La synesthésie, association intermodale involontaire, signifie que la stimulation d'un sens est perçue simultanément par un autre sens, sans que celui-ci ait été spécifiquement stimulé. Jean Sibelius, compositeur finlandais, comptait parmi ces très rares synesthètes, associant chaque son à une couleur précise, mêlant perceptions auditives et visuelles afin d’obtenir une composition multicolore. Cinquante ans après la disparition de l’illustre auteur de Finlandia, Sami Sänpäkkilä nous fait la brillante démonstration avec Sateenkaarisuudelma - double album à la maîtrise remarquable, que couleurs et sons demeurent intimement liés.
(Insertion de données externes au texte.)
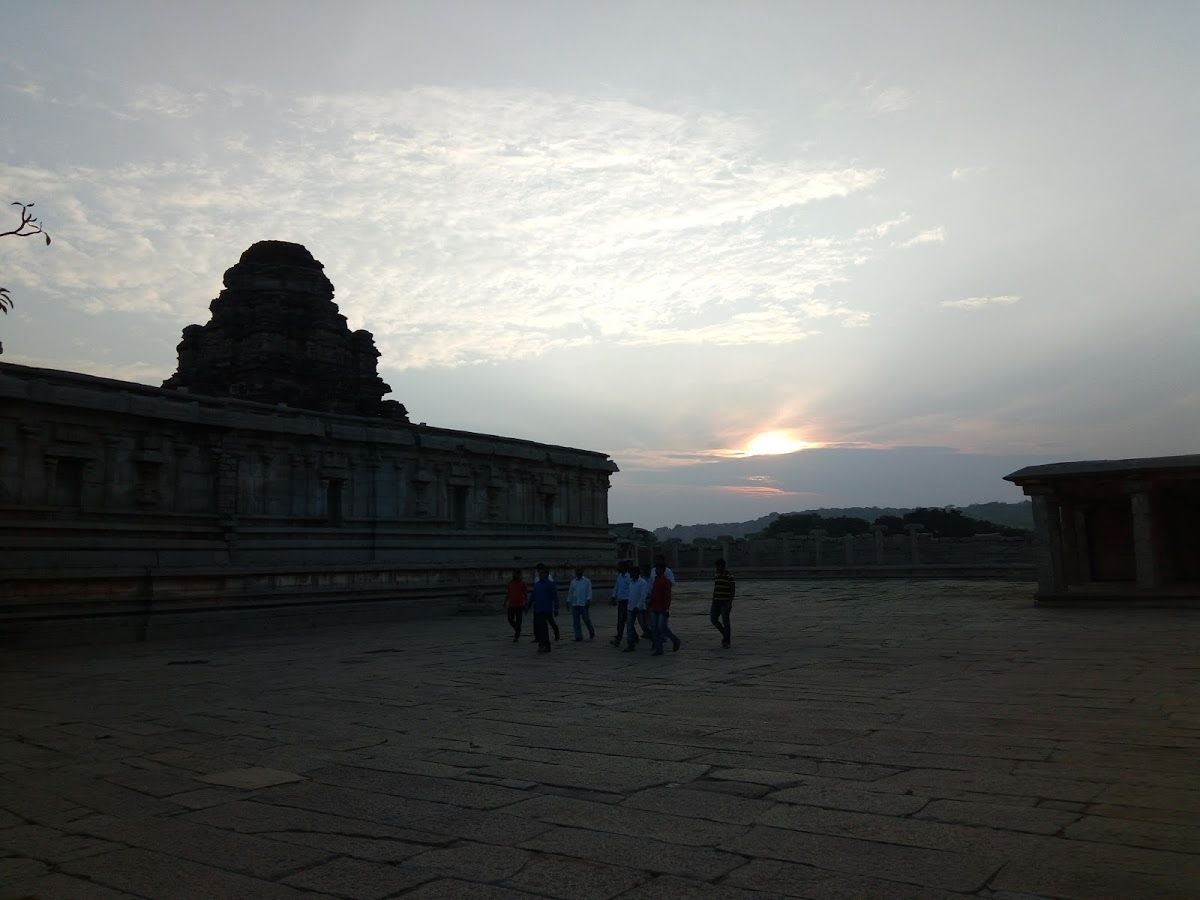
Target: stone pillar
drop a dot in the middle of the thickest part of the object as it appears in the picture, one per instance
(1072, 564)
(112, 489)
(179, 454)
(52, 479)
(1145, 534)
(29, 474)
(225, 466)
(1045, 523)
(879, 543)
(1083, 549)
(913, 544)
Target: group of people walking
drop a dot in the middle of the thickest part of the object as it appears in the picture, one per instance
(642, 601)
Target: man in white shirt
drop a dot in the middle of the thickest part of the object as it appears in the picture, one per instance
(621, 599)
(660, 563)
(579, 598)
(639, 593)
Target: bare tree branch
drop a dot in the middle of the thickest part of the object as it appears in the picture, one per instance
(28, 228)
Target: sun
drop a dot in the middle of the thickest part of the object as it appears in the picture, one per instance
(774, 443)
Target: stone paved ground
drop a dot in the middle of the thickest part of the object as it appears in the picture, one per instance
(861, 739)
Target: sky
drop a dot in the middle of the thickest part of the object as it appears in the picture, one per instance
(768, 256)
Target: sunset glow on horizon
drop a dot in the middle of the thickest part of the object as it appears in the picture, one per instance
(775, 443)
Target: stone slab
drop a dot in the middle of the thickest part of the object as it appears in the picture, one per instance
(851, 745)
(251, 779)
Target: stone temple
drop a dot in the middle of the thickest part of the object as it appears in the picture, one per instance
(267, 483)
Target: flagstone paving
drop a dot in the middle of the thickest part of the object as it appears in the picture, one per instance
(861, 739)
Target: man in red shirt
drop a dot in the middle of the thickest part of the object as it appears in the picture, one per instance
(660, 611)
(516, 598)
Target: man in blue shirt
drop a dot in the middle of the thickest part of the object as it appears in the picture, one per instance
(579, 597)
(621, 599)
(544, 598)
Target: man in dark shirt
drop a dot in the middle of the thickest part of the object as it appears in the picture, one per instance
(723, 603)
(544, 599)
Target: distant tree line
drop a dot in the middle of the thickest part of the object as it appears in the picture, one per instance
(941, 522)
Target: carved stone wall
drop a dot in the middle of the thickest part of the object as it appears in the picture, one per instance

Conçu comme une trilogie scindée sur les quatre faces d’un double LP, Sateenkaarisuudelma, quatrième opus d’Experimental Songcycles (ES pour les intimes), est le fruit de trois années de travail. Lorsqu’il compose pour son projet solo, Sänpäkkilä, tête-chercheuse du label Fonal, se distance des pérégrinations free-folk des membres de son clan (Islaja, Kemialliset Ystävät, Lau Nau…) pour emprunter un chemin non moins personnel, ponctué d’expérimentations minimalistes, de boucles colorées et éthérées, de digressions néo-classiques.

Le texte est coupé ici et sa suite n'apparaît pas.